Aunque el fenómeno de mutación de microbios de origen animal en agentes patógenos humanos se ha acelerado, no es nada nuevo. Se remonta a la revolución neolítica, cuando el ser humano empezó a arrasar hábitats naturales para ampliar las tierras de cultivo y a domesticar animales para usarlos como bestias de carga. A cambio, los animales nos han hecho algún que otro regalo envenenado: a las vacas les debemos el sarampión y la tuberculosis, a los cerdos, la tosferina y a los patos, la gripe.
El proceso siguió durante la expansión colonial europea. En el Congo, las vías de tren y las ciudades que construyeron los colonos belgas permitieron que un lentivirus portado por los macacos de la región perfeccionara su adaptación al cuerpo humano. En Bengala, los británicos se arrogaron el inmenso humedal de Sundarbans para usarlo como arrozal, exponiendo así a los habitantes a bacterias acuáticas presentes en las aguas salobres. Las pandemias provocadas por esas intrusiones coloniales siguen de actualidad. El lentivirus del macaco se convirtió en el VIH. La bacteria acuática de Sundarbans, conocida hoy como cólera, ha provocado ya siete pandemias, la más reciente en Haití.
Afortunadamente, puesto que no hemos sido meras víctimas pasivas de este proceso, podemos también hacer mucho por reducir el riesgo de emergencia de estos microbios. Podemos proteger los hábitats naturales para conseguir que los animales conserven sus microbios en vez de transmitírnoslos, objetivo este del movimiento One Health (10).
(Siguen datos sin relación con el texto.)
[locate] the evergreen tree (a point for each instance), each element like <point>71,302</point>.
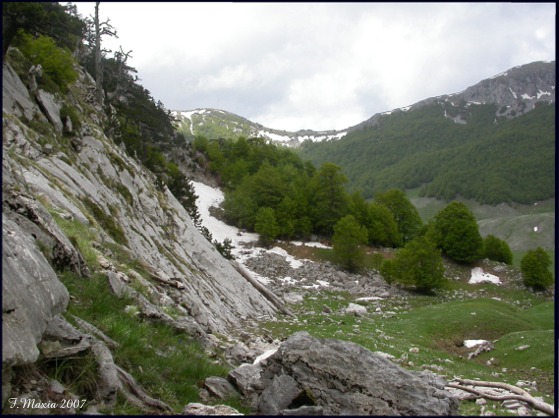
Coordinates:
<point>419,264</point>
<point>382,227</point>
<point>535,269</point>
<point>329,198</point>
<point>266,226</point>
<point>348,238</point>
<point>456,232</point>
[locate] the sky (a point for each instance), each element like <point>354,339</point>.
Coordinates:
<point>321,66</point>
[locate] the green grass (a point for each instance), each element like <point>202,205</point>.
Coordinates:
<point>438,326</point>
<point>168,364</point>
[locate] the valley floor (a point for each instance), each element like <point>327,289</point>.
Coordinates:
<point>484,304</point>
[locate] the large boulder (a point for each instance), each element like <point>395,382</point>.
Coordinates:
<point>31,296</point>
<point>338,378</point>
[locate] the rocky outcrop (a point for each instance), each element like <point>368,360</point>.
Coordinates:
<point>102,187</point>
<point>31,296</point>
<point>317,376</point>
<point>110,205</point>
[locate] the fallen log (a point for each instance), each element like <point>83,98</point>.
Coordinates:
<point>518,393</point>
<point>265,292</point>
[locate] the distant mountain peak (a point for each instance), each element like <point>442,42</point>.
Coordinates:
<point>515,92</point>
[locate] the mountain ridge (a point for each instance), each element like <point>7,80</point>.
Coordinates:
<point>515,90</point>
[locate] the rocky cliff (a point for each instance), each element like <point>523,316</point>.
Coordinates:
<point>53,172</point>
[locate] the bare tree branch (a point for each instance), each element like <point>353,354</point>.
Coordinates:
<point>519,394</point>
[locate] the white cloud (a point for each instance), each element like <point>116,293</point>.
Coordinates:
<point>323,65</point>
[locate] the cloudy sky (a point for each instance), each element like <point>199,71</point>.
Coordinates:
<point>321,65</point>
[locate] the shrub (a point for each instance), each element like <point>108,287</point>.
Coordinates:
<point>456,232</point>
<point>535,269</point>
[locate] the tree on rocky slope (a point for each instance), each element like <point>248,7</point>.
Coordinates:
<point>497,249</point>
<point>456,232</point>
<point>406,215</point>
<point>266,225</point>
<point>419,264</point>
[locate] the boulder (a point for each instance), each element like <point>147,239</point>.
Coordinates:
<point>31,295</point>
<point>355,309</point>
<point>51,109</point>
<point>220,387</point>
<point>314,376</point>
<point>200,409</point>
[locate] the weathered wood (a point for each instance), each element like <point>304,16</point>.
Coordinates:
<point>258,286</point>
<point>519,393</point>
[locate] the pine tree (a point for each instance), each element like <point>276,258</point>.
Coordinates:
<point>535,269</point>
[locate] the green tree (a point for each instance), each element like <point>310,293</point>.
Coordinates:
<point>404,212</point>
<point>57,63</point>
<point>329,198</point>
<point>382,227</point>
<point>497,249</point>
<point>535,269</point>
<point>456,232</point>
<point>41,18</point>
<point>266,226</point>
<point>419,264</point>
<point>349,236</point>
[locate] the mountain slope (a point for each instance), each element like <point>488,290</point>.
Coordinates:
<point>78,209</point>
<point>491,143</point>
<point>213,123</point>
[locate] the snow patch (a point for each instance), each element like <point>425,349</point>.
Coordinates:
<point>479,276</point>
<point>368,298</point>
<point>264,355</point>
<point>474,343</point>
<point>293,262</point>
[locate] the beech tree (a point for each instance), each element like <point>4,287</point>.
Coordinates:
<point>329,198</point>
<point>348,238</point>
<point>266,226</point>
<point>535,269</point>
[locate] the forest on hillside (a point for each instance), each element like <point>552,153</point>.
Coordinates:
<point>490,160</point>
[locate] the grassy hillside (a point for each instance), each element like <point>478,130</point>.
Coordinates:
<point>436,327</point>
<point>486,159</point>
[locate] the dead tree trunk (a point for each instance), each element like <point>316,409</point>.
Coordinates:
<point>518,393</point>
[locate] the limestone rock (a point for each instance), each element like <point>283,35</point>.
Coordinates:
<point>220,387</point>
<point>339,378</point>
<point>200,409</point>
<point>31,295</point>
<point>355,309</point>
<point>15,96</point>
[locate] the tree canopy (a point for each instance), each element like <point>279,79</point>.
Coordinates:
<point>456,232</point>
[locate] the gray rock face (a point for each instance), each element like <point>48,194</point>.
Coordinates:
<point>338,378</point>
<point>101,182</point>
<point>31,295</point>
<point>15,97</point>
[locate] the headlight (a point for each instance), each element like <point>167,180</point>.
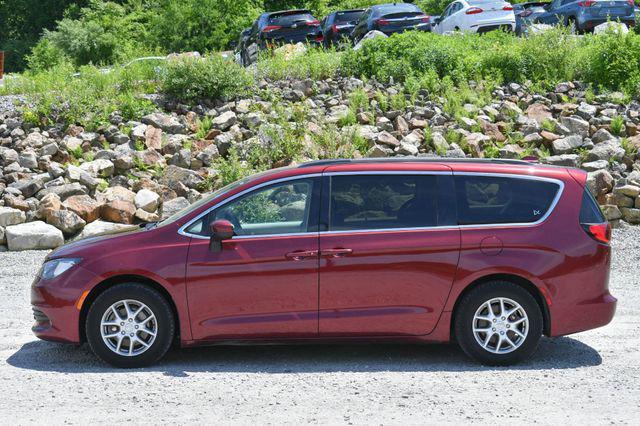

Podemos poner en marcha una estrecha vigilancia de los medios en los que los microbios animales son más susceptibles de convertirse en agentes patógenos humanos, tratando de eliminar a los que muestren una tendencia a adaptarse a nuestro organismo antes de que desencadenen epidemias. Precisamente en esto se centran, desde hace diez años, los esfuerzos de los investigadores del programa Predict, financiado por la Agencia de los Estados Unidos para el Desarrollo Internacional (USAID). Ya han identificado más de novecientos nuevos virus relacionados con la expansión de la huella del hombre sobre el planeta, y entre ellos hay cepas desconocidas hasta ahora de coronavirus similares a la del SARS (11).
Hoy en día, una nueva pandemia acecha, y no se debe exclusivamente al Covid-19. En Estados Unidos, la Administración de Trump se ha esforzado en desregular las industrias extractivas y el conjunto de actividades industriales, favoreciendo así el salto de microbios de animales a humanos. A su vez, el Gobierno estadounidense compromete la posibilidad de localizar al próximo microbio antes de que se propague: en octubre de 2019, decidió poner fin al programa Predict. Además, a principios de febrero de 2020 anunció que tenía la intención de reducir un 53% su aportación al presupuesto de la Organización Mundial de la Salud.
Como declaró el epidemiólogo Larry Brilliant, “la emergencia de virus es inevitable, pero no las epidemias”. En cualquier caso, no lograremos evitarlas si no ponemos la misma determinación a la hora de cambiar de políticas que la que pusimos en alterar la naturaleza y la vida animal.